According to Hossein-Qoli Nezam al-Saltaneh Mafi, Sa'd as-Saltaneh was appointed as the governor of Ardabil and Meshkinshahr in summer 1903 by the crown prince Mohammad Ali Mirza. Four and half months later, the governorship of Khalkhal was also given to him. It is not clear how long Sa'd as-Saltaneh was the governor of these areas, it is only clear that he was not the governor on 25 March 1905.

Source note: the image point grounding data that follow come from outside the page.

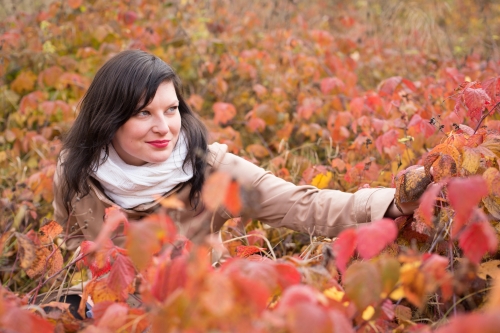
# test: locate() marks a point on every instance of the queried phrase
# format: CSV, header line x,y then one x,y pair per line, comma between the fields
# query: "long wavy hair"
x,y
123,86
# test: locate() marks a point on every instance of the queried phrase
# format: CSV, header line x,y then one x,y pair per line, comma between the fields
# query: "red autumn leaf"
x,y
356,106
114,317
492,88
74,4
256,124
478,238
331,84
374,237
23,321
114,216
259,89
287,275
476,100
256,240
169,276
121,275
464,194
243,251
224,112
434,269
344,247
428,201
420,125
296,294
145,238
388,86
387,140
482,322
129,17
98,260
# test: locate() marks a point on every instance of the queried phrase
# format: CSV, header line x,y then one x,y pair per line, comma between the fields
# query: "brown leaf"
x,y
471,160
172,202
489,269
49,232
38,265
26,250
413,282
411,184
362,284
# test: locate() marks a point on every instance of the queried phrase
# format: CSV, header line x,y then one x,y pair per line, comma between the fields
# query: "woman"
x,y
136,139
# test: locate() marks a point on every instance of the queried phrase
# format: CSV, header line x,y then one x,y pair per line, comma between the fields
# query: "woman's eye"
x,y
173,109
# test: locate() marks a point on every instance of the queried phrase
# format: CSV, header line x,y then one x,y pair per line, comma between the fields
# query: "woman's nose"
x,y
160,125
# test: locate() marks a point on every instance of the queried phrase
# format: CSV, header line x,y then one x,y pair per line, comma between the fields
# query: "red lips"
x,y
159,143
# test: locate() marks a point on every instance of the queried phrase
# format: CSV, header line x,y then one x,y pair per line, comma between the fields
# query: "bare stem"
x,y
486,115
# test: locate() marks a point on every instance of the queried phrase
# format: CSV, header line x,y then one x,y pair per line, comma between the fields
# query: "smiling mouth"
x,y
159,143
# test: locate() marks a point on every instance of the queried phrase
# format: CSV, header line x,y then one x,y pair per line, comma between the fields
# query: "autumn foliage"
x,y
336,95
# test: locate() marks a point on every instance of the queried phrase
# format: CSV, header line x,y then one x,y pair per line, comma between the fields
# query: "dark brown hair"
x,y
123,86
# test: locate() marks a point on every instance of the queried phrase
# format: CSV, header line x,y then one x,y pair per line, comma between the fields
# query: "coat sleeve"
x,y
62,216
307,208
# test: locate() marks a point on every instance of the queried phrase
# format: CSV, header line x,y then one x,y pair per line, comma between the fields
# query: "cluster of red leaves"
x,y
318,99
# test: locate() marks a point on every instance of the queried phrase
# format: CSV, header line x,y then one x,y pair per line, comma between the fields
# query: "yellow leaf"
x,y
334,294
368,313
24,82
471,160
321,181
397,294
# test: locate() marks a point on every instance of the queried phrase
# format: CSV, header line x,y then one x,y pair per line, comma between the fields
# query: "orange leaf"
x,y
344,247
243,251
427,203
476,101
98,260
375,236
100,292
464,194
257,150
196,102
330,84
50,76
114,317
224,112
478,238
121,276
74,4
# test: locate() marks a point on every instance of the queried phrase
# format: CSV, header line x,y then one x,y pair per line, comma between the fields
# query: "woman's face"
x,y
151,135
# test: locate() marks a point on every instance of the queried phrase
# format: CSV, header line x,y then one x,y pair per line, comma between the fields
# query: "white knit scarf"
x,y
129,186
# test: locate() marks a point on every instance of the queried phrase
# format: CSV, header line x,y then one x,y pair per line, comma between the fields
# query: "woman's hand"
x,y
411,183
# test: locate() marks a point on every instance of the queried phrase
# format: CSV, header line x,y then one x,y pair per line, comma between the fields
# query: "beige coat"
x,y
282,204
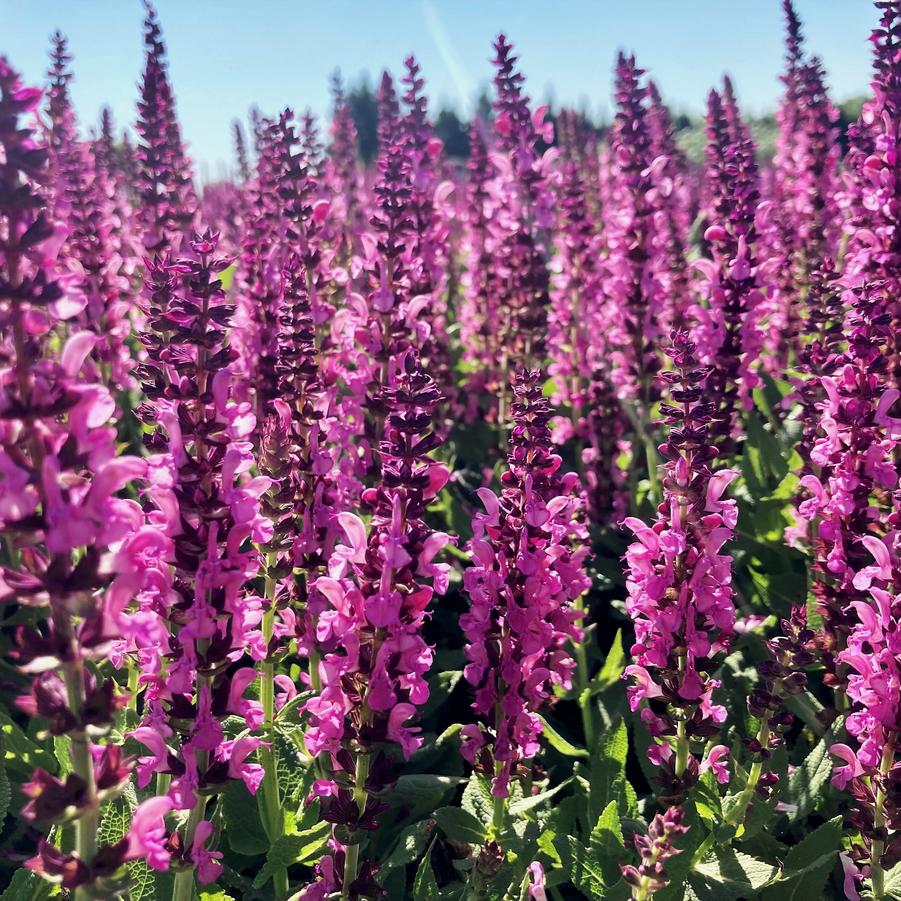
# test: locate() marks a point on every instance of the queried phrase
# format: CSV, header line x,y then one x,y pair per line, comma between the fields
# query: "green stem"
x,y
497,819
183,887
877,874
582,682
134,674
681,749
737,815
83,766
268,799
352,853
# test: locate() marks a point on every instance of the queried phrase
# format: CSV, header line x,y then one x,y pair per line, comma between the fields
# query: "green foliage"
x,y
241,817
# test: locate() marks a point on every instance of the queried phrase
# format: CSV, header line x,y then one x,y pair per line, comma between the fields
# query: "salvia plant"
x,y
518,528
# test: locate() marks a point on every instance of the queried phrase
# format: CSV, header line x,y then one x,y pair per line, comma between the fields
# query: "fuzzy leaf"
x,y
614,664
559,743
608,773
460,825
410,844
529,802
26,886
305,847
606,843
477,799
241,814
730,874
806,783
584,871
425,888
808,864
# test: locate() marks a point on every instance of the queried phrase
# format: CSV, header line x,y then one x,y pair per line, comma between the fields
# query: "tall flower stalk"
x,y
529,550
205,501
679,584
61,517
381,582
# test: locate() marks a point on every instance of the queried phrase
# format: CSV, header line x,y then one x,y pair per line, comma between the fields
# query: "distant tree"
x,y
453,134
364,109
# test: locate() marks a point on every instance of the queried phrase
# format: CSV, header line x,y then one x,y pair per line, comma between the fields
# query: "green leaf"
x,y
606,843
441,687
5,795
477,799
423,792
529,802
21,755
425,888
410,844
559,743
608,773
806,783
730,874
227,276
706,797
291,770
808,864
584,871
61,749
305,847
26,886
892,882
460,825
241,814
679,867
614,664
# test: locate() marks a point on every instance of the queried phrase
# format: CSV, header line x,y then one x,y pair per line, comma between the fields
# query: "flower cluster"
x,y
679,583
655,848
528,553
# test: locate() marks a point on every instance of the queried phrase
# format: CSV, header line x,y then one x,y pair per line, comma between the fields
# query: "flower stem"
x,y
877,874
583,678
737,815
352,852
183,887
269,800
83,766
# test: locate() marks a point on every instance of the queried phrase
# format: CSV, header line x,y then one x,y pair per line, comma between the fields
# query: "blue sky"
x,y
227,54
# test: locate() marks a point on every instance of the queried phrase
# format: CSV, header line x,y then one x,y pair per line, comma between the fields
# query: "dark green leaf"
x,y
607,845
559,743
808,864
730,874
305,847
584,871
806,783
242,824
425,888
460,825
608,773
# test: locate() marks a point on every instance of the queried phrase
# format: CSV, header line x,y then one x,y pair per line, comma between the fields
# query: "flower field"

Sa'd as-Saltaneh replaced Jalal ad-Dowleh as the governor of Zanjan in January 1908.

== Death ==
During his time as the governor of Qazvin, he spent most of his time in conflict with Molla Qorbanali Zanjani, an influential local clergyman. In one such conflict, Sa'd as-Saltaneh was beaten and forced out of the city. He died of his wounds on 30 June or 1 July 1908 in Qerveh, Zanjan and was buried in the Fatima Masumeh Shrine.